Sunday, March 17, 2013

Mégret: The Humanitarian Problem with Drones

Frédéric Mégret (McGill Univ. - Law) has posted The Humanitarian Problem with Drones. Here's the abstract:
One of the difficulties with the debate on drones is how it has become a sort of lightning rod for all kinds of anxieties about the use of force in today’s world. Drones are, often problematically, the emblematic weapon for a range of other phenomena and so, unsurprisingly, attract much polemic. The challenge, thus, is to find what is problematic specifically with drones as a technology in armed conflict that could not be dealt with better by invoking a larger genus of problems.
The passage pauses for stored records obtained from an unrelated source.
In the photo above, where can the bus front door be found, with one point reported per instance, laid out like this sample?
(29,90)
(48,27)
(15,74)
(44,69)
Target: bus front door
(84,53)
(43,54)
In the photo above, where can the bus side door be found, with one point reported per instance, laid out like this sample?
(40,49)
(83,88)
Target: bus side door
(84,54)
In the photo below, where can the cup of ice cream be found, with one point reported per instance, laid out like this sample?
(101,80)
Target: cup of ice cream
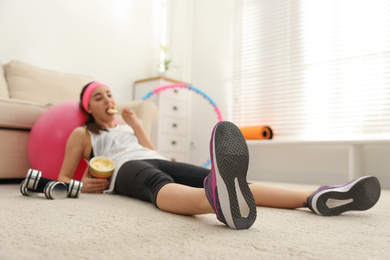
(101,167)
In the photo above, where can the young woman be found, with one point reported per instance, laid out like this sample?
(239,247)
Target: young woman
(186,189)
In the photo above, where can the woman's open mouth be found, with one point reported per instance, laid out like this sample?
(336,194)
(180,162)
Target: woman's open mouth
(112,111)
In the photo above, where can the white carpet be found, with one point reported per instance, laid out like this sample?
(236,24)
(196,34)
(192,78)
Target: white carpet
(115,227)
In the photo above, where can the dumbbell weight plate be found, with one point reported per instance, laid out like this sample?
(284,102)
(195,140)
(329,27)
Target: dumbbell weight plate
(74,189)
(55,190)
(26,192)
(32,178)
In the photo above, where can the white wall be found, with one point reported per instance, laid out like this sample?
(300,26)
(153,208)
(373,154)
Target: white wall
(211,71)
(115,42)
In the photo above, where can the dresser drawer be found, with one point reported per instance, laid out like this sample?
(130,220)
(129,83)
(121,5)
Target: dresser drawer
(172,143)
(175,94)
(173,126)
(174,108)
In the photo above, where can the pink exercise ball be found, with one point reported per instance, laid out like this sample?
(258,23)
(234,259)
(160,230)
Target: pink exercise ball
(48,137)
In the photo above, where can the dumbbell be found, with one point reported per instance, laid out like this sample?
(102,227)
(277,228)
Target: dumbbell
(52,190)
(34,182)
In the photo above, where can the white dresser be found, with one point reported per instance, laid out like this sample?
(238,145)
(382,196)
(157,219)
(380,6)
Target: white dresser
(171,133)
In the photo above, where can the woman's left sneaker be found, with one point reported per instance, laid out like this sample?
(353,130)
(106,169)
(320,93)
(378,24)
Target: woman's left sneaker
(359,194)
(226,187)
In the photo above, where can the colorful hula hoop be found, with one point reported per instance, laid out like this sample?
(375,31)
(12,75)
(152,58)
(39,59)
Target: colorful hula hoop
(197,91)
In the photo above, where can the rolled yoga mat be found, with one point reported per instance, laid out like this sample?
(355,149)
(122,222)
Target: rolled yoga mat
(256,132)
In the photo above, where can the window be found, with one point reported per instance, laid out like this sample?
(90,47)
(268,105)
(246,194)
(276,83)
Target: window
(313,69)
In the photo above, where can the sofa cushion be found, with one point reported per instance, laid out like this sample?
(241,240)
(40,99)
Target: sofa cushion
(18,114)
(3,84)
(42,86)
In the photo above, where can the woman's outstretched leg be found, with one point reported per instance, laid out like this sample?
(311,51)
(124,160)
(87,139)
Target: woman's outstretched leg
(275,197)
(181,199)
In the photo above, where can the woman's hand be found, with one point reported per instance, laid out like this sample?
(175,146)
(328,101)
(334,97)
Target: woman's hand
(91,185)
(131,118)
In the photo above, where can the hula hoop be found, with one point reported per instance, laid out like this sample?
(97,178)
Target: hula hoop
(191,88)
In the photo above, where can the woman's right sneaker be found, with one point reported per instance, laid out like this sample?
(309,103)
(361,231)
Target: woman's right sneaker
(359,194)
(226,187)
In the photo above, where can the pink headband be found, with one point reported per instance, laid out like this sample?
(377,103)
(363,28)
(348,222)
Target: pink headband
(88,92)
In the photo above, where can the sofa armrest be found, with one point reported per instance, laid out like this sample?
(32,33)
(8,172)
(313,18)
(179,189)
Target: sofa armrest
(146,111)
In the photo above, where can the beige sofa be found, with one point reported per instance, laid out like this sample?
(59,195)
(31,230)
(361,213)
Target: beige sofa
(26,92)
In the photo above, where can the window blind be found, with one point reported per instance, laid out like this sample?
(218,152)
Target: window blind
(313,69)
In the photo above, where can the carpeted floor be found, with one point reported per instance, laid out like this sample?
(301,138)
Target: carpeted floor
(98,226)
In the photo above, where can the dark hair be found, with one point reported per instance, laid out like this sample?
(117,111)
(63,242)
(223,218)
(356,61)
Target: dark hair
(90,122)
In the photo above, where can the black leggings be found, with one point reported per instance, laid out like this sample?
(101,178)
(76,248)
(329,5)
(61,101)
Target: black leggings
(143,179)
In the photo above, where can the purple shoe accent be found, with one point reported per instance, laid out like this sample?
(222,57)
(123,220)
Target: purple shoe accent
(212,197)
(331,200)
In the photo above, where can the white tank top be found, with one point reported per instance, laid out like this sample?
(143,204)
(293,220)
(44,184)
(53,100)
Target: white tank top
(120,145)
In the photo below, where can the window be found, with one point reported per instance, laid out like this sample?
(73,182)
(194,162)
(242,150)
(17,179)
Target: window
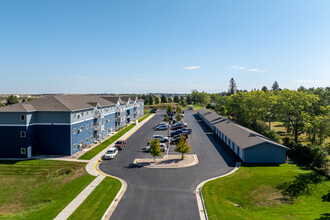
(23,151)
(23,134)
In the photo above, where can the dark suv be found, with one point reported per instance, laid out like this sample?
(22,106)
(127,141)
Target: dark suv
(120,144)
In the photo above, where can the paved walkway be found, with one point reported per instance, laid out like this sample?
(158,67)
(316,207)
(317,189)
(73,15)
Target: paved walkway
(91,169)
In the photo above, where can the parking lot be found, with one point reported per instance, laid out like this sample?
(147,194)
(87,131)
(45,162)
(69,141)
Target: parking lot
(173,190)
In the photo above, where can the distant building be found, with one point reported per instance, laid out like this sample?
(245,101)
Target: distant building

In order to do this, I outline a series of ways in which drones have been seen as problematic which I argue are either not specifically humanitarian, or really interested in something else such as what the legal framework applicable to the “war on terror” should be. Separating these very important debates from the humanitarian questions that ought to be asked about drones as such is crucial if one is to make conceptual headway. I then examine the issue of whether there is anything that is specific and/or inherent to drones, and address the question of whether it is that drones cause unwarranted harm to civilians. I seek to explain how, regardless of the answer to that complicated question, drones are much more likely to be perceived as inflicting excessive damage due to their highly discriminatory potential but also, crucially, the way in which they maximize the safety of the drone operator. If anything, it is this aspect that is most specific and novel about drones. I argue that this absolute safety of the operator not only maximizes states’ ability to minimize collateral harm, as has already been observed elsewhere, but also has the potential to fundamentally alter the laws of war’s tolerance for collateral harm, which was always based on the assumption of a tradeoff between harm to the attacker and to “enemy civilians.” It is this tradeoff that is increasingly at risk of being rendered moot. I finish with an attempt to contextualize the drone problem within a larger history of exogenous technological shock to international humanitarian law and how it has addressed them. Overall, the article is interested not just in determining whether drone use may or may not be “legal” but also more broadly how it impacts some of the moral underpinnings of the laws of war.